Om tordenkiler, stenøkser og uddøde dyr
On thunderbolts, stone axes and extinct animals
Thunderbolts, in the form of fossilised sea urchins, belemnites and flint tools, have been seen as being created by thunderstorms and as possessing magical powers in many places around the world, far back in time. This paper demonstrates how these ideas were accommodated within the Christian ideology and how it was discovered that stone axes were actually man-made tools. This realisation did though present a number of problems to which the scholars of the time had to find solutions. When and why did people use stone tools when metal was already in use seven generations after Adam? The Age of Enlightenment had the idea that people at this time had, consequent on Babylonian linguistic confusion, perhaps degenerated to base bestial proclivities, before common sense subsequently prevailed bringing forth humanity once more. Perhaps metal was completely forgotten in this context.
But then a new problem arose in that, around 1800, it was realised that animals could become extinct and, consequently, that God’s Creation was not immutable.
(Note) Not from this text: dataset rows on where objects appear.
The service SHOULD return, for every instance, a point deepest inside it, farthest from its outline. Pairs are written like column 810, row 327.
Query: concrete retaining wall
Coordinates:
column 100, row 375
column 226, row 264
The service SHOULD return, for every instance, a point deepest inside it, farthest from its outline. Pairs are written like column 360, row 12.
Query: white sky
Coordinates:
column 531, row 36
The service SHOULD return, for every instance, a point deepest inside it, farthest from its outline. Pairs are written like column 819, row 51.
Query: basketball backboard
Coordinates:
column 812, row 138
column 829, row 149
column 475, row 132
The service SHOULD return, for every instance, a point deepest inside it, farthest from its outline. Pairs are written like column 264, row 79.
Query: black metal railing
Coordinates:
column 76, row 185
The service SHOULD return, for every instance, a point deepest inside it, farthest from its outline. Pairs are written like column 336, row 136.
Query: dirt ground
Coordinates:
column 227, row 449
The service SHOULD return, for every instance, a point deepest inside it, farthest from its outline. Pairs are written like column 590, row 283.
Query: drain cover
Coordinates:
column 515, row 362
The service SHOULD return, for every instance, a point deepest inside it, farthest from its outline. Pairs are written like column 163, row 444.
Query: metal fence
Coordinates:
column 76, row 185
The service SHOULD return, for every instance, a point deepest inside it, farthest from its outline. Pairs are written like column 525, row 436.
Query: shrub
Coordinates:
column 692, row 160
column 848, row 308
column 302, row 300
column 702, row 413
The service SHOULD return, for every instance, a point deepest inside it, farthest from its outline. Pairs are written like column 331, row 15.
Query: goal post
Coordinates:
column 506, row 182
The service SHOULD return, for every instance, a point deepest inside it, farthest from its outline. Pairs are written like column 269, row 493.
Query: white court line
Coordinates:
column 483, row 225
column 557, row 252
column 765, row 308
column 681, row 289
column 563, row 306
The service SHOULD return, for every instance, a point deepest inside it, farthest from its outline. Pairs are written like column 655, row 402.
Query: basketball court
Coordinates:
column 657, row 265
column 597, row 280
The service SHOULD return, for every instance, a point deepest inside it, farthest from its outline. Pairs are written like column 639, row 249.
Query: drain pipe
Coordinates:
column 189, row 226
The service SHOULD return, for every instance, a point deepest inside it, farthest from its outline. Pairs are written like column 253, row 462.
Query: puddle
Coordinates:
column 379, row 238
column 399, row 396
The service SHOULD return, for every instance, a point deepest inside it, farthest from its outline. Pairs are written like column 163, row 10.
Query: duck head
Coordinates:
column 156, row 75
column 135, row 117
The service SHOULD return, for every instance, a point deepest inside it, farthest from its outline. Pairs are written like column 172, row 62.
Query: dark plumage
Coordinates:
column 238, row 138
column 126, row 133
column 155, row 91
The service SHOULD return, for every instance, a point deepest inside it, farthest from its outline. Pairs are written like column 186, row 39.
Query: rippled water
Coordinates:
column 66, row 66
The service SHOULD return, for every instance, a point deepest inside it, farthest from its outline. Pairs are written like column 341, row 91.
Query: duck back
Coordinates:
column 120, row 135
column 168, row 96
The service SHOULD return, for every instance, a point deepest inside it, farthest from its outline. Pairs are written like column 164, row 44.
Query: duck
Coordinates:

This extinction was, with due reference to the various layers in which the bones were found, explained as a succession of God-created epochs separated by a succession of cataclysmic events, with the creation of humanity about 6000 years ago as the most recent and most quintessential of the former. The discovery of what were now considered to be stone tools together with the bones of extinct animals therefore posed major analytical problems, especially for the Romantic Movement, which perceived everything as a single integrated organic entity. It was all or nothing. But maybe the Flood had not been global – were there perhaps survivors from earlier catastrophes, for example Asians and Africans?
This paper shows how stories about the origin of mankind relating to stone axes must continually be explained by interpreting these in the spirit of the time. This has resulted in what we today consider to be some rather imaginative, even humorous, explanations for the discovery of stone tools. In this respect, however, the stories of the Age of Enlightenment and the Romantic Movement are perhaps no different from those we produce today. Both then and now, these finds had to have an explanation, and when it comes to the origin and development of humankind, science must find solutions which combine the spirit of the time with what are perceived as finds and what are understood as realities in relation to these finds, in order to arrive at an explanation which is acceptable at the time. This was the case back then and my aim with this paper is to encourage reflection now on what we take for granted about the remains we find from the past and to which we, with state legitimised professional authority, allocate an explanation.